Regulatory implications: If your company handles healthcare, financial, or other regulated data, tools that touch that data have compliance implications regardless of how minor the tool seems.

Vendor posture: Is this a reputable vendor with a security program and documented privacy practices? Or an early-stage startup with no published security documentation?

Triage your findings into three buckets: approve and centralize, require migration, or block and remove. The third bucket should be small — most shadow IT deserves the first or second treatment.

Building a Culture of Proactive Disclosure

The goal is not to catch employees doing something wrong. The goal is to get visibility into the tools that are actually driving productivity, so you can support them properly — or replace them with something better.
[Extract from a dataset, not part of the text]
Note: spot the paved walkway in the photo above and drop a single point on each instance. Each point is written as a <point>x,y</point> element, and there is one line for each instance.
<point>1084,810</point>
This requires making it easy and consequence-free to disclose tools. Build a simple intake form: "Using a tool not in our approved stack? Tell us about it." Route submissions to an IT or ops review process with a defined SLA (we will respond in five business days). Make the outcome binary: approved or let's talk about alternatives.

When employees know that disclosure leads to faster support rather than a stern conversation, they disclose more. When they think disclosure leads to confiscation, they hide tools more carefully.

Some organizations create a "shadow IT fast lane" — a 30-day expedited review for tools with fewer than five users and no access to sensitive data. This reduces friction enormously while maintaining governance.

The AI Tool Challenge

AI tools are the hardest category of shadow IT to manage right now. They proliferate rapidly, often start free, and their data practices are frequently opaque or changing. Specific concerns:

Training data opt-outs: Many AI tools use your inputs to improve their models by default. Enterprise plans often include opt-outs. Free tiers often do not. An employee using a free AI writing tool may be training that model on your unpublished product roadmap.

Data retention: What does the vendor retain? For how long? Under what legal jurisdiction?

Subprocessors: AI tools often rely on foundation model APIs from third parties. The tool you approved may be routing your data through several vendors you have never evaluated.

Build an AI-specific addendum to your tool evaluation checklist that addresses these questions. See our AI tool security evaluation guide for a detailed framework.

Operationalizing Discovery

A one-time shadow IT audit produces a one-time list. The problem is continuous, so your process needs to be continuous:

  • Run financial analysis quarterly (monthly is better if you can automate it)
  • Pull SSO/OAuth logs monthly
  • Survey managers quarterly
  • Review new tool requests through a lightweight intake process

Trackr helps teams surface new tools as they appear in spend data, creating an ongoing early-warning system rather than periodic point-in-time audits.

Shadow IT is not a problem you solve once. It is a dynamic that you manage continuously — and the organizations that manage it best do so by making it easy to come out of the shadows, not by trying to eliminate all unsanctioned behavior.